Even within the category of RIC, there are different levels of intensity that are offered to older patients that may carry their own characteristics of toxicity and disease control. De Lima and colleagues53 explored this question in their retrospective analysis of 94 patients with MDS and AML who were treated with reduced intensity conditioning regimens. The investigators divided the cohort into those who received a truly nonmyeloablative regimen (fludarabine 120 mg/m2 + AraC 4 g/m2 + idarubicin 36 mg/m2, FAI) and those who received a more myelosuppressive RIC (fludarabine 100–150 mg/m2 + melphalan 140–180 mg/m2, FM).

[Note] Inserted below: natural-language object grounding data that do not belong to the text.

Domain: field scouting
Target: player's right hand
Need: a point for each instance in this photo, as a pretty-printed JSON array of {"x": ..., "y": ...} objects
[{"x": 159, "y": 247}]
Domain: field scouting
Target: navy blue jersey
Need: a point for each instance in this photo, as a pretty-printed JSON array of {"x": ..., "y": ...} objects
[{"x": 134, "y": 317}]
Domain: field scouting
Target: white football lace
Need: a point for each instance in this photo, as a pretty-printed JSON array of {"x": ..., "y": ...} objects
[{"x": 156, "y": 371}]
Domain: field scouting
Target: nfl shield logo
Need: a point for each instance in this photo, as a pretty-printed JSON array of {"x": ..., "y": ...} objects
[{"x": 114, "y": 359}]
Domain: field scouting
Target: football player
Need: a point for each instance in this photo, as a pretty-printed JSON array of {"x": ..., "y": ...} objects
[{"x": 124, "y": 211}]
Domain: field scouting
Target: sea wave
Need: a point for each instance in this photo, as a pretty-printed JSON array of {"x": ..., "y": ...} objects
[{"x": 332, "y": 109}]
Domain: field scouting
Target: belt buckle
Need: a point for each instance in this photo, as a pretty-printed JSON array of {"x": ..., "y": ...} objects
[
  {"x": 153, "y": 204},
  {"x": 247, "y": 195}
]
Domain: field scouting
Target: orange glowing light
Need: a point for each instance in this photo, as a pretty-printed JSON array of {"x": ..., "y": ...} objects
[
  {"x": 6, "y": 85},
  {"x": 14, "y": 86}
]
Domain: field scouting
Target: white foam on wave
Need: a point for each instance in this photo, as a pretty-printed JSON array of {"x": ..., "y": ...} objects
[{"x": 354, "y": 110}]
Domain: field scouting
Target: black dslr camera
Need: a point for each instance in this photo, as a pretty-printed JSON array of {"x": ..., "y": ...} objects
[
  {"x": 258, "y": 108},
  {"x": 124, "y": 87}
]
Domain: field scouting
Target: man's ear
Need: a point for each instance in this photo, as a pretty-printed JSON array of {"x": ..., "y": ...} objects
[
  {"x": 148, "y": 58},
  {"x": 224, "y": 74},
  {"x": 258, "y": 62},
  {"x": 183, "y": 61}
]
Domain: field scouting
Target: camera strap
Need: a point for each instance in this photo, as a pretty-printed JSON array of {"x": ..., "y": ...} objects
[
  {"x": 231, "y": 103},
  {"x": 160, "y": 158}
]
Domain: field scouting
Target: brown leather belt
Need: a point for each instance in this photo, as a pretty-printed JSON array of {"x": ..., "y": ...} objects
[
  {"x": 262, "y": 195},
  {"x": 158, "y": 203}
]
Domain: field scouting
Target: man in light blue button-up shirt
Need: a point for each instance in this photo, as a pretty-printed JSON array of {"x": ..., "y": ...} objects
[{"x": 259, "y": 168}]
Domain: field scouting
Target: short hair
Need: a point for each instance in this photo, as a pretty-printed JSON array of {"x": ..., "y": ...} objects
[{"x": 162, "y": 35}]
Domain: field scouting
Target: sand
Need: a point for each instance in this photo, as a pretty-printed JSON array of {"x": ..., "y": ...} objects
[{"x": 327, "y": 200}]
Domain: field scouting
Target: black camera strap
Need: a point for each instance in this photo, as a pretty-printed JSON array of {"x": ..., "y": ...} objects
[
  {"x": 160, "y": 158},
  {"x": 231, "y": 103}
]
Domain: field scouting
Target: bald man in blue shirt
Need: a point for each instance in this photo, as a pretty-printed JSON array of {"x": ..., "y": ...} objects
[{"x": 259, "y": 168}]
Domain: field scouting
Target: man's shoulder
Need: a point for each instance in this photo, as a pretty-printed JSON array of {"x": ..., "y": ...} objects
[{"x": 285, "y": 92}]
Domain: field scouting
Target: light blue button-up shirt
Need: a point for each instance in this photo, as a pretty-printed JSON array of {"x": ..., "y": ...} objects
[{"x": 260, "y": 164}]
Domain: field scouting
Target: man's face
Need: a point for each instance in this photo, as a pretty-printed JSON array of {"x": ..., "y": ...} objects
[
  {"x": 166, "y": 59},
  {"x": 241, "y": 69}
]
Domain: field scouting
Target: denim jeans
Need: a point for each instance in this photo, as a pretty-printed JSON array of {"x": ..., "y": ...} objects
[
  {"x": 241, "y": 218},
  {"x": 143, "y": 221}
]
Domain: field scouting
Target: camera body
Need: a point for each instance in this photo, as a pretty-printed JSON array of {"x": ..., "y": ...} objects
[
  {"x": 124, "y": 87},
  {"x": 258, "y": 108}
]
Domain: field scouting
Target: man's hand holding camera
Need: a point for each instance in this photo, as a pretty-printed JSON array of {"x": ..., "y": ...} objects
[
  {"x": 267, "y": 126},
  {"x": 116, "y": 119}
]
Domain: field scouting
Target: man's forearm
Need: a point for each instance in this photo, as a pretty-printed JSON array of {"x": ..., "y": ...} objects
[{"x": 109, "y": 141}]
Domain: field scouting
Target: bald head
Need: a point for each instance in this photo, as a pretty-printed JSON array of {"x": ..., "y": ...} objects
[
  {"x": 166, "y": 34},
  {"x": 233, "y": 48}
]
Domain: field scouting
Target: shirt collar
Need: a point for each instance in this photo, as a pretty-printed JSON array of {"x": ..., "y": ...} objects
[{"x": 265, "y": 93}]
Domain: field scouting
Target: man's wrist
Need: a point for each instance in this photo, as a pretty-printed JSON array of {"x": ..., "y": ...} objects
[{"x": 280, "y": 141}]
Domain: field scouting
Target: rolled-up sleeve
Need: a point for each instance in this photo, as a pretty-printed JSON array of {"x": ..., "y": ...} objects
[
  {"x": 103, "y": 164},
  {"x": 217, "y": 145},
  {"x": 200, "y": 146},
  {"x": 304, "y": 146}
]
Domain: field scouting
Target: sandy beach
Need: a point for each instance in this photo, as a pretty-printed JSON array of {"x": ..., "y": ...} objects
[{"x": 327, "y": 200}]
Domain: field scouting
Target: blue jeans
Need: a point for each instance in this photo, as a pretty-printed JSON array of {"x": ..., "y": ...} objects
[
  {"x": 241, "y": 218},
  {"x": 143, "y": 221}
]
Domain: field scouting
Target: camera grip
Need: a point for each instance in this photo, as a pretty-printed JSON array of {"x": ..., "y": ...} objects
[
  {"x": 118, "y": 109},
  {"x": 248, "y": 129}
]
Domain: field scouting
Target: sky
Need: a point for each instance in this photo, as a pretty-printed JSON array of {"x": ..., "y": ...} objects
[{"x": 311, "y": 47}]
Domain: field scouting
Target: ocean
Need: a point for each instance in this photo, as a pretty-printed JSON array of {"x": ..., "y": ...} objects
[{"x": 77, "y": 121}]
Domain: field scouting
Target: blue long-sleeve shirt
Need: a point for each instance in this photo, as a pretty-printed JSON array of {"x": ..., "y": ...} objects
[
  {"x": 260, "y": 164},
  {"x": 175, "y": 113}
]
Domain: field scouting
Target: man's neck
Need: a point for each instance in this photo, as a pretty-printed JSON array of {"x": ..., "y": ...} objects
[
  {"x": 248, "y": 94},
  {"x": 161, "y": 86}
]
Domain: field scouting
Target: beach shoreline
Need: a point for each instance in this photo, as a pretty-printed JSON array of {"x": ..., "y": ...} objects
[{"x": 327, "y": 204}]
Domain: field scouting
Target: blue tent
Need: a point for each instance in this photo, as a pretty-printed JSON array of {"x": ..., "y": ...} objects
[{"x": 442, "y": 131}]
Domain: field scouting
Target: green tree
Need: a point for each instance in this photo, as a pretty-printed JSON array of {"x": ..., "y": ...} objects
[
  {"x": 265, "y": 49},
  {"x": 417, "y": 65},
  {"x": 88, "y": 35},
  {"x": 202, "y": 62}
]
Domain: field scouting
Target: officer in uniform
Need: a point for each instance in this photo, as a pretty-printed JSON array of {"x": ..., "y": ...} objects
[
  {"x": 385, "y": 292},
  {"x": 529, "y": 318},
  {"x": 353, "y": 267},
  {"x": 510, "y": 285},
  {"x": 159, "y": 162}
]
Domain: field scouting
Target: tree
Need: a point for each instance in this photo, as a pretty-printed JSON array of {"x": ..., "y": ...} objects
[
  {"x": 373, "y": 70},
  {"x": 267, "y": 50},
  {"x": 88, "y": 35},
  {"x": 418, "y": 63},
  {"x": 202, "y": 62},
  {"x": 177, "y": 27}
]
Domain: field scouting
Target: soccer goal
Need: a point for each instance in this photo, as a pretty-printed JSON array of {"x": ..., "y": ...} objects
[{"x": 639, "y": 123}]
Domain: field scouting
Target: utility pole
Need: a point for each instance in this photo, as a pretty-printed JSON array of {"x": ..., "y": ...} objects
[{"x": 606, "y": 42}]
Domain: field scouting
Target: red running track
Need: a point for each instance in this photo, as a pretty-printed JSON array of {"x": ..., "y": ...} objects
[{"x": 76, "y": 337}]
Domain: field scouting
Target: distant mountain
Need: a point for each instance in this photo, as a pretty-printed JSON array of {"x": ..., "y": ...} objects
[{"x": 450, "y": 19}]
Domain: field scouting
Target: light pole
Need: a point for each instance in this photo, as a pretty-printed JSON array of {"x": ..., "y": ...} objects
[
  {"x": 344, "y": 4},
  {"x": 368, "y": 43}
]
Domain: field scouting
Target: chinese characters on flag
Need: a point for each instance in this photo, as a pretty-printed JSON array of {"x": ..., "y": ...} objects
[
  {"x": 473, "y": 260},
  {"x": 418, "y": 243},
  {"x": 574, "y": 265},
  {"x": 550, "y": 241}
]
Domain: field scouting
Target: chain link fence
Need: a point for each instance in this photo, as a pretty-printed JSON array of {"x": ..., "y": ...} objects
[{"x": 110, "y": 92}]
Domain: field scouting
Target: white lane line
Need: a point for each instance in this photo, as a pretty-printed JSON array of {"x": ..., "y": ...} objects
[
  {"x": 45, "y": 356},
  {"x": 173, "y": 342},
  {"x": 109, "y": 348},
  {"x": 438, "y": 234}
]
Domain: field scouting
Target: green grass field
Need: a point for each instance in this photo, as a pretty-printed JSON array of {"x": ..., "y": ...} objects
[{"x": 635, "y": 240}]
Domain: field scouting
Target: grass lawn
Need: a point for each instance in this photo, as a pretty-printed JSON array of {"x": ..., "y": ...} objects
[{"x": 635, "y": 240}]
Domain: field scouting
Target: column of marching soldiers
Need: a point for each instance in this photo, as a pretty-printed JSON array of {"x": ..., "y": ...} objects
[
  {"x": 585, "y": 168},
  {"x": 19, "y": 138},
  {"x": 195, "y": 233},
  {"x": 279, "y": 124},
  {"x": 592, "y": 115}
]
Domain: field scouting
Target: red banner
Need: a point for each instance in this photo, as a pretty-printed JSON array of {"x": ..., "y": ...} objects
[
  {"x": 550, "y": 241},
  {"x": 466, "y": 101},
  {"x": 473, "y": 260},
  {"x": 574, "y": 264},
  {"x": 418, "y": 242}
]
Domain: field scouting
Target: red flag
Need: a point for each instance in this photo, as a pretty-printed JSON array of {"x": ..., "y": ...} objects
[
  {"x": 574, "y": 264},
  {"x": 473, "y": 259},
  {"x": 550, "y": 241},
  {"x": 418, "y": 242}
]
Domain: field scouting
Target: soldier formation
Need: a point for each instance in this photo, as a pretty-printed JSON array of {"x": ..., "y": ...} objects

At baseline, the FAI group had a higher proportion of patients in CR (44% vs. 16%, p=0.006); a higher number of patients who were in their first CR (28% vs. 3%, p=0.008); and a higher number with HLA-matched sibling donors (81% vs. 40%, p=0.001). FM was associated with a higher degree of engraftment, a higher incidence of treatment-related mortality (TRM, p=0.36), and a lower relapse-related mortality (p=0.29). The relapse rate after FAI and FM was 61% and 30%, but the 3-year survival was 30% and 35% respectively. The authors concluded that the more myelosuppressive nature of the regimen is important for disease control in MDS and AML, and that more non-myeloablative approaches may be more useful in cases where there is low burden or minimal residual level of disease.

Although SCT remains the only potentially curative option in patients with MDS, these and other studies provide a glimpse of the complexity in decision-making and commitment involved with these approaches. Allogeneic transplant with RIC is a useful approach in selected patients, but the level of intensity and timing needs to tailored to the individual patient – taking into account age, comorbidities, performance status, burden of disease, source of donor, and treatment goal.

Summary

The discovery and development of hypomethylating agents and their activity in MDS has been a major breakthrough in the treatment of this disease. Many patients have benefitted with improved overall survival, reduced transfusion requirements, and control of their disease. However, as we accumulate more clinical experience with these medicines, it is clear that these agents are not curative and further therapy is needed when patients progress. As clinicians treat more MDS patients with 5-aza and decitabine, we are beginning to accumulate patients in our practice whose disease has failed hypomethylating agent therapy. The patterns of failure are familiar: progression to AML, persistent cytopenias/MDS, or death. In patients who desire and are candidates for further therapy, there are limited standard options, including allogeneic SCT. However, there are ongoing clinical research efforts focused on this population of patients with some promising leads. It is important that patients in this situation who are not eligible for intense chemotherapy be referred for clinical trials. In addition to finding newer and active therapies, the challenge will be how to appropriate choose the appropriate therapy for this heterogeneous population.